Why Reports Of Ghosts Should Be Investigated
Paranormal research has a reputation of being pseudoscientific nonsense, and even if you're a believer in the supernatural, you'll agree that ghost hunting is never going to be accepted as a mainstream science. But even skeptics should take the time to investigate suspected paranormal activity.
Many will argue that there is no proof of the existence of the ghosts. Others will put their faith in photos of apparitions, videos of weird shadows and accounts of hauntings from trustworthy, credible witnesses. Of course many of these photographs are fakes, or inconclusive.
Not one photo or video has ever been presented that shows a full apparition in a controlled setting, which is universally considered to be genuine and undoctored. But this is a paranormal researcher's ultimate goal, to get irrefutable proof of the existence of the paranormal.
On the other hand, a skeptic will always look for ways to explain the alleged paranormal activity by means of other scientific or psychological causes.

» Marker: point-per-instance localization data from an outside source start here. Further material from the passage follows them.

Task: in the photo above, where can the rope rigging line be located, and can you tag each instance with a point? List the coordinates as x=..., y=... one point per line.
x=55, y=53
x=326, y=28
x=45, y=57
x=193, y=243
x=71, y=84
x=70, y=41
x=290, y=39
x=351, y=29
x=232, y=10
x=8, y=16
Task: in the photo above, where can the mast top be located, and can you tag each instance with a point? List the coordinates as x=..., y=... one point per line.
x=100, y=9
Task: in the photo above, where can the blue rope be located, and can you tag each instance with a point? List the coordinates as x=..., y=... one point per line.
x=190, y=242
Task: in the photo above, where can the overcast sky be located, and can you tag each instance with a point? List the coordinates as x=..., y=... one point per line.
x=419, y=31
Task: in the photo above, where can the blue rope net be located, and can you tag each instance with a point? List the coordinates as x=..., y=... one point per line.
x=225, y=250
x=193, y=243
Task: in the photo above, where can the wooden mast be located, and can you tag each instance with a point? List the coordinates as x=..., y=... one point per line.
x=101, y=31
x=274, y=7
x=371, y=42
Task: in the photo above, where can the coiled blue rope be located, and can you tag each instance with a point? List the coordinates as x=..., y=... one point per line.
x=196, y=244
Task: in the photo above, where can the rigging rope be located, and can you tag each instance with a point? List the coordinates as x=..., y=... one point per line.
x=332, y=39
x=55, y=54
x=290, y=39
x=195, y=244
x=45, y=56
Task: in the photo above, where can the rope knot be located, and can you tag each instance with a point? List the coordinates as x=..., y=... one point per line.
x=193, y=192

Although these are two conflicting goals, the method is the same. Establish all possible causes for the activity and eliminate them until just one remains.
In order to prove the existence of the paranormal, you must workout every single possible explanation for the activity and eliminate these as causes. Just like in a courtroom, you should try to remove all reasonable doubt.
On the other hand, in order to disprove the existence of the paranormal, you must do the exact same. Find every possible cause and eliminate every explanation until you uncover the cause for the activity.
You may find when trying to disprove the case that the only explanation is paranormal after all. Or you may set out to prove the activity is the result of a haunting and end up finding a more normal cause. Either way, if you have researched the case in this way, you have a much better chance of your findings being taken seriously. Sir Arthur Conan Doyle wrote, "when you have eliminated the impossible, whatever remains, however improbable, must be the truth."
You must remain rational, which is where the problem-solving principle Occam's razor should be observed. The principle states that the simplest solution is usually the correct one. When presented with competing hypothetical answers to a problem, you should select the one that makes the fewest assumptions. Following the principle helps keep investigators grounded.
For example, if there is a strange smell or odour in a property, is this most likely to be caused by a haunting, or the result of cleaning chemicals, scents drifting in through an open window, problems with the drains, an overflowing bin, or pets?
Of course, a non-paranormal smell is the most likely cause and the one that fits Occam's razor, but if all of these everyday smells can be eliminated from your investigation, then whatever remains, however improbable, must be the truth, i.e. the smell is the result of paranormal activity.
For centuries the paranormal has proven to be impossible to measure, quantify or document. But despite this lack of quantitive data, reports of ghost sightings are still commonplace and one thing is certain, most people who make these reports totally believe that they have witnessed something paranormal.
What they've experienced may be the result of a non-paranormal cause, like pareidolia, the psychological phenomenon where we perceive patterns in random data. This principle can explain some photographs of ghosts. The human eye sees a face or human form in abstract elements of a photo. This can also happen with the naked eye, when someone sees a shadow as a human shape.
Other causes could be exposure to strong or aggressively fluctuating electromagnetic fields, infrasound, the result of the ingestion of toxins or poisons like carbon monoxide, or sleep paralysis, which can sometimes explain some sightings of shadowy figures and apparitions.
But, no matter what the cause, if someone thinks they saw a ghost, you can't take that experience away from them. They did witness something, whatever it was, and this is why all cases of the paranormal should be investigated.
By thoroughly investigating every claim of the paranormal we may be able to categorically show that ghosts don't exist, or if they're not paranormal, gain a better understanding of why some people genuinely believe they've been in the presence of ghosts.
This research might lead to a deeper understanding of the nature of the paranormal, or uncover a previously unknown scientific phenomena, or a trick our brain is playing on us. Whether we increase our understanding of the supernatural or the human mind, we'll learning more about the world around us, and that can't be a bad thing.